# Is the HR20-700 the problem with Apps not working?



## n3ntj (Dec 18, 2006)

I've followed every single recommendation I can find (from D*'s website and here) about turning on Apps and making it work. Nothing I try works and I've never been able to get it to work. Yes, my account is active. Yes, I have a few apps set for my HR20 via the website. Yes, I am connected to the internet. Yes, I can download DoD programming. Yes, I am using the D*remote control and the button next to SELECT.
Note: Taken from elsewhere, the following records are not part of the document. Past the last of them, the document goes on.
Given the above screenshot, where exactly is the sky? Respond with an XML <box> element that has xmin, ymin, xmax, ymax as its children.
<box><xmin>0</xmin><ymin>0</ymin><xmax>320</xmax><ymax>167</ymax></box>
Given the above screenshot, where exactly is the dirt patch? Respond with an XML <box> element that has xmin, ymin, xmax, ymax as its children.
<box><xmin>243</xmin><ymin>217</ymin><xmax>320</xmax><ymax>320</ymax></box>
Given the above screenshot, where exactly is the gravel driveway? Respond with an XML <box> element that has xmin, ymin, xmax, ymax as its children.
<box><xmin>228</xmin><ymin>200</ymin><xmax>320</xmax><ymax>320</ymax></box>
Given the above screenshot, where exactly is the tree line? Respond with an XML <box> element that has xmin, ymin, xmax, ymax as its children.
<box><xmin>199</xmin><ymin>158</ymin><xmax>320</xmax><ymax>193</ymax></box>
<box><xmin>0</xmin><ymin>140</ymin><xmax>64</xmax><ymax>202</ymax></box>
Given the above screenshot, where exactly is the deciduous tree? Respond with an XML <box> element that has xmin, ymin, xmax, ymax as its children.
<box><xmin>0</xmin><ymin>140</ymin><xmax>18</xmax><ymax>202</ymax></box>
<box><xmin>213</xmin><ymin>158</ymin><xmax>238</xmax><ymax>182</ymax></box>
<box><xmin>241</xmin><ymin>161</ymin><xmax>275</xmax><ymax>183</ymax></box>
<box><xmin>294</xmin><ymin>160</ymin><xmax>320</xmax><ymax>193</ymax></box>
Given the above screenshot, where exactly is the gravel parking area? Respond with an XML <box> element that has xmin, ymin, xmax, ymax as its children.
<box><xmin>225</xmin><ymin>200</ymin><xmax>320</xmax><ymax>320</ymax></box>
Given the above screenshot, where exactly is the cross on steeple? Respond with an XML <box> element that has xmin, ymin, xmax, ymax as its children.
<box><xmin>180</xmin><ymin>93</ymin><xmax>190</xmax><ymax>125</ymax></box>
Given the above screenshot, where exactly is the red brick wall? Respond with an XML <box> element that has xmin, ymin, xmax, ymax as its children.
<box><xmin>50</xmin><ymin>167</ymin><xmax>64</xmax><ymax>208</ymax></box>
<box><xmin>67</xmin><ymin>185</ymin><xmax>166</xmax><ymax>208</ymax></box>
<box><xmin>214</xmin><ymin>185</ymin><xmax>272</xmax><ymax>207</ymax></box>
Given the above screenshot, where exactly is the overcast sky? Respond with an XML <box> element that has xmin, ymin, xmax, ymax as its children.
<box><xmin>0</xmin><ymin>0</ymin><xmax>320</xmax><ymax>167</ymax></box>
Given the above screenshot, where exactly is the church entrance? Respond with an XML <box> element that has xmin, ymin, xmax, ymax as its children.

It does seem that a lot of people who can't get Apps/Widgets to work are using the HR20-700. I was curious to know if this issue really is related to the HR20-700 or not, so thought I'd create a poll..


----------



## veryoldschool (Dec 10, 2006)

In my setup TVApps always work "if I get network services to work". It's been this way from day one. I'm not sure if it's my Netgear router, but port forwarding 2 ports for each receiver IP is what works here.
If N/S gives me anything but 500x for a status, they don't work.
YMMV


----------



## bonscott87 (Jan 21, 2003)

So long as my HR20-700 (and HR21-200) is on the network and connected to the Internet the TV Apps have always worked fine.


----------



## ozonedan (Dec 27, 2005)

The Apps worked fine on my HR21-700 for the first three days after the announcement that they were available. Since then, nothing. :nono2:


----------



## dnelms (Nov 20, 2006)

I've got a HR20-700 and it's a no go. Like the OP, I've tried everything suggested, no go. It is noteworthy that I can not get network services working no matter what I do. But I am connected to the Internet and can receive Demand programming.


----------



## Darkscream (Mar 8, 2008)

HR20-100 here and Apps do not work.
Demand works fine - but get a 301 error when trying to start network services.

Nothing fixes it.


----------



## veryoldschool (Dec 10, 2006)

Darkscream said:


> HR20-100 here and Apps do not work.
> Demand works fine - but get a 301 error when trying to start network services.
> 
> Nothing fixes it.


I've had this many times, along with other error codes.
Manual setting of the network services in the receiver and port forwarding in my router, are the main things I've found to get through these errors.
Once these are setup, restoring network defaults, reconnecting, rebooting, and manually restarting network services has always "in the end" gotten TVApps working and the Network services status to report 500x [this varies from 5000 to 5009].


----------